I like J.A. Adande, as a sports journalist. I remember him best as the straight man on Around the Horn, but in spite of his “role,” he was always a source of informative and insightful sports opinions, on the show and in the times that I’ve come across his writing on the internet throughout the years.
However, I don’t know it’s because it was for The Undefeated, an online rag that doesn’t hide its black bias, and he’s just trying to appeal to its target audience, or he’s deciding to waver from his modus operandi of logical and educated opinions; but his article about how “this isn’t the baseball he grew up watching because there aren’t enough black guys in it and the ones that are aren’t aren’t playing ‘black enough’ baseball” seems just so, so, so beneath a guy I’ve always held in regard for integrity and not needing to ever play the race card in order to look intelligent.
Basically, Adande says the Cincinnati Reds’ Billy Hamilton (a black player) runs down flyballs at the wall, is a fast runner and steals a lot of bases is playing “black baseball.”
By this logic, Mike Trout, Trea Turner and Kevin Pillar, are playing, black baseball. These are also guys who are very good outfielders who are capable of making plays at the wall and occasionally robbing some home runs, and they are also very fast runners who steal lots of bases. However, all three of them are white guys, thus negating Adande’s logic of what defines “black baseball,” and how absurd it is to associate such styles of play solely with the color of a player’s skin.

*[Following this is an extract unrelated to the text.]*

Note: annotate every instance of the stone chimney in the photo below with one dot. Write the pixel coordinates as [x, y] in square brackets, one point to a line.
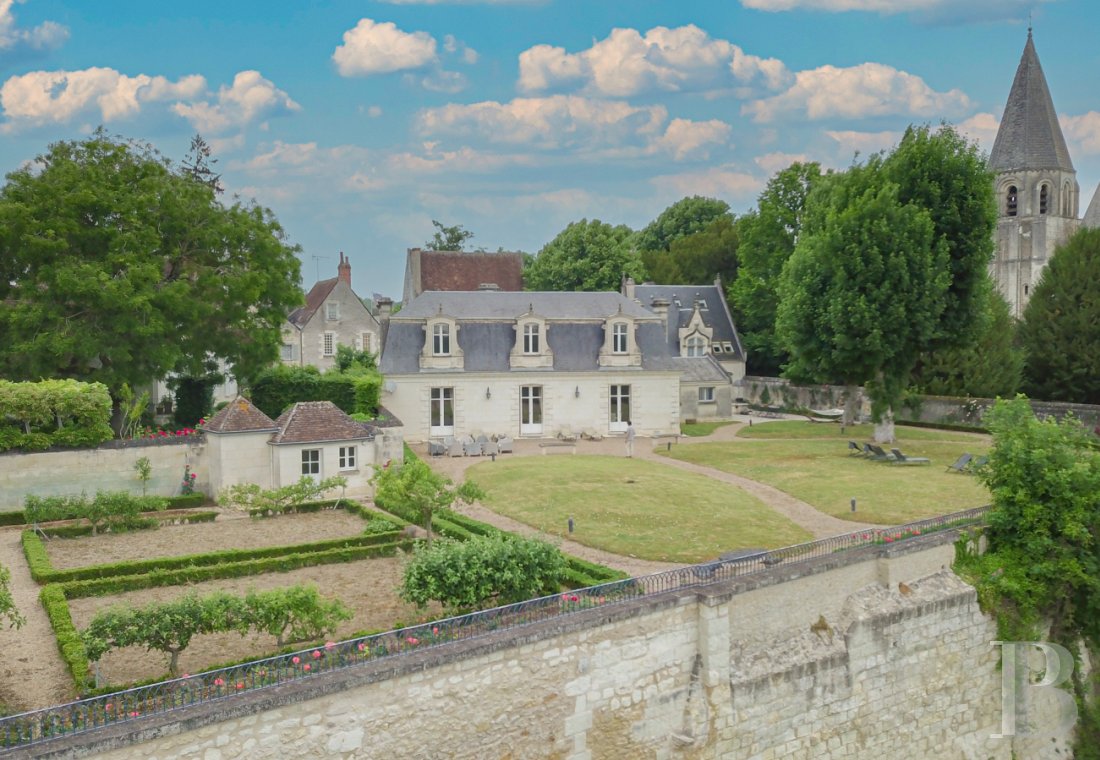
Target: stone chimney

I understand Adande’s observations about how the game is most certainly nothing like it may have been when he was growing up when Rickey Henderson was stealing practically 100 bags a year, but the change in the style of the game has less to do with the dwindling number of blacks in baseball, as much as it has to do with the fact that the things that Adande is basically labeling as solely “black skills” are things that aren’t as strategically favored in today’s stat-driven, sabermetrically-friendly baseball.
In short, steals are now considered too risky and not worth the risk of giving up an out just for a single base. Unless a player has the raw foot speed of Billy Hamilton or Trea Turner, they do not have the perma-green light to steal at will, and even other good base thieves like Dee Gordon and Jose Altuve still have to be great at studying opposing pitchers in order to steal successfully.
Crashing into outfield walls in order to make plays on flyballs are also frowned upon these days, because baseball players today are pussies and get hurt way more frequently than back in Adande’s watching days. Players don’t want to get hurt, and the fans and management of these players don’t want getting hurt, so more often than naught, players are instructed to concede the double or homerun rather than end up on the disabled list for leg, hip or rib injuries from smashing into outfield walls just to make a highlight.
Adande isn’t wrong about the numbers of black players continuing to dwindle, but his supposed black baseball is dwindling, because the things that he claims makes baseball black, are simply considered risks often not worth taking, either for strategic or health related reasons.
It has nothing to do with race, but everything to do with today’s strategies.
C’mon, Adande, you’re better than this.